Durante muchos años hemos soportado que buena parte de los andenes, calles y parques del centro fueran invadidos por vendedores ambulantes y estacionarios, situación que afectó el desarrollo del comercio organizado, ese que contribuye con impuestos, genera empleos formales y aporta una dinámica económica que beneficia a los armenios.




Y es que la invasión del espacio público no deja nada bueno, pues tras la venta de artículos y comestibles sin las mínimas normas de higiene, se esconde la informalidad y la ilegalidad de las redes de productos ‘piratas’ (como la de CD y DVD) y de contrabando evasores de impuestos.

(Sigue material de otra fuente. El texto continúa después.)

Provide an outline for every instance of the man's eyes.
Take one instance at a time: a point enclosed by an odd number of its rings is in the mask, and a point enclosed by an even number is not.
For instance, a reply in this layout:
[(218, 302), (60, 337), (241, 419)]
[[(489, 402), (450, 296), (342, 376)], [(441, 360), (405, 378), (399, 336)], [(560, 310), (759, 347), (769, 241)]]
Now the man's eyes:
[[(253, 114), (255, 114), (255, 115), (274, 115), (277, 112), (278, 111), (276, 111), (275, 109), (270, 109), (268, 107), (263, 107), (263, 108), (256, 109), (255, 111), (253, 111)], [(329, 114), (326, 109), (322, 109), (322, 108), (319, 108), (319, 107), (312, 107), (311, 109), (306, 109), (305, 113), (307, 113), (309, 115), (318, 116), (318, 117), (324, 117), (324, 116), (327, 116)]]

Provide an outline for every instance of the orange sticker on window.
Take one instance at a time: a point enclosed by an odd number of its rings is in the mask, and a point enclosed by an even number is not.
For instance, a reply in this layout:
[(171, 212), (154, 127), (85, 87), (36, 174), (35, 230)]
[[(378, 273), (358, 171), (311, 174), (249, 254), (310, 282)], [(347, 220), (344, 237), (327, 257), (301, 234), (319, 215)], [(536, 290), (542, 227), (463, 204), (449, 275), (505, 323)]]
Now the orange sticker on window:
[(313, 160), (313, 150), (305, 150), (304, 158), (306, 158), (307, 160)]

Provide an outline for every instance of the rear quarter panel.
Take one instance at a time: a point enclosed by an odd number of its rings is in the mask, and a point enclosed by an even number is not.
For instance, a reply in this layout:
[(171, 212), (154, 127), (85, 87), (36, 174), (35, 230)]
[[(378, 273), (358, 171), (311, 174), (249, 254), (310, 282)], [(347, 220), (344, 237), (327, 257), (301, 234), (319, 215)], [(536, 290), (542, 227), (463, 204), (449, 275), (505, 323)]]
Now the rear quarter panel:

Ese caos en el que ha estado sumergida la ciudad es donde se camuflan los traficantes del trabajo infantil y los vendedores de sustancias alucinógenas y los delincuentes y ladrones que encuentran el medio perfecto para operar y escabullir el accionar de las autoridades, que aclaro no son los vendedores ambulantes, son los otros que se aprovechan del desorden .

De ahí que desde la Cámara de Comercio de Armenia y del Quindío apoyamos el propósito de la alcaldía de cumplir la orden judicial de recuperar el espacio público como bien colectivo que nos pertenece, por lo que el burgomaestre debe sentir que su accionar tiene el respaldo ciudadano, de empresarios, gremios y de las organizaciones sociales.
¿Para qué se invirtieron recursos públicos en la reconstrucción de los andenes del centro dotándolos de mejores espacios, mobiliario urbano, señalización para el peatón y de guías táctiles y rampas en las esquinas para orientación de discapacitados, personas en sillas de ruedas y madres con niños en coche, si dejamos que las aceras y calles continúen invadidas?

Nadie puede decir que la alcaldía obró sin tener en cuenta la realidad social, pues es evidente que se preocupó por invertir en la construcción el centro comercial del Café para reubicar a los vendedores que estaban en el espacio público. El proceso publicitado, con garantías para el traslado de los comerciantes informales, incluso se pensó en llevar los puntos de recaudo de EPA con el fin de generar un flujo permanente de personas en el centro comercial. Así que no es aceptable que ahora aparezcan contradictores con expresiones violentas intentando sabotear el proceso a través de la toma de oficinas del CAM, bloqueo de calles y enfrentamientos con la fuerza pública.

Hemos realizado sondeos entre comerciantes formales que apoyan las acciones de la alcaldía y que manifiestan su complacencia por el cambio positivo que se siente en el centro.

Es indiscutible que contar con andenes y vías para transitar sin obstáculos estimula el comercio y los negocios, hace atractiva la ciudad y mejora la calidad de vida, y anima a los visitantes y turistas que vienen a comprar en el comercio local.

Pero el apoyo de los armenios al alcalde y autoridades de policía no puede quedar en expresiones verbales. La forma más efectiva de contribuir es mediante el compromiso de comprar en el comercio formal organizado, rechazando la práctica de adquirir productos en el espacio público.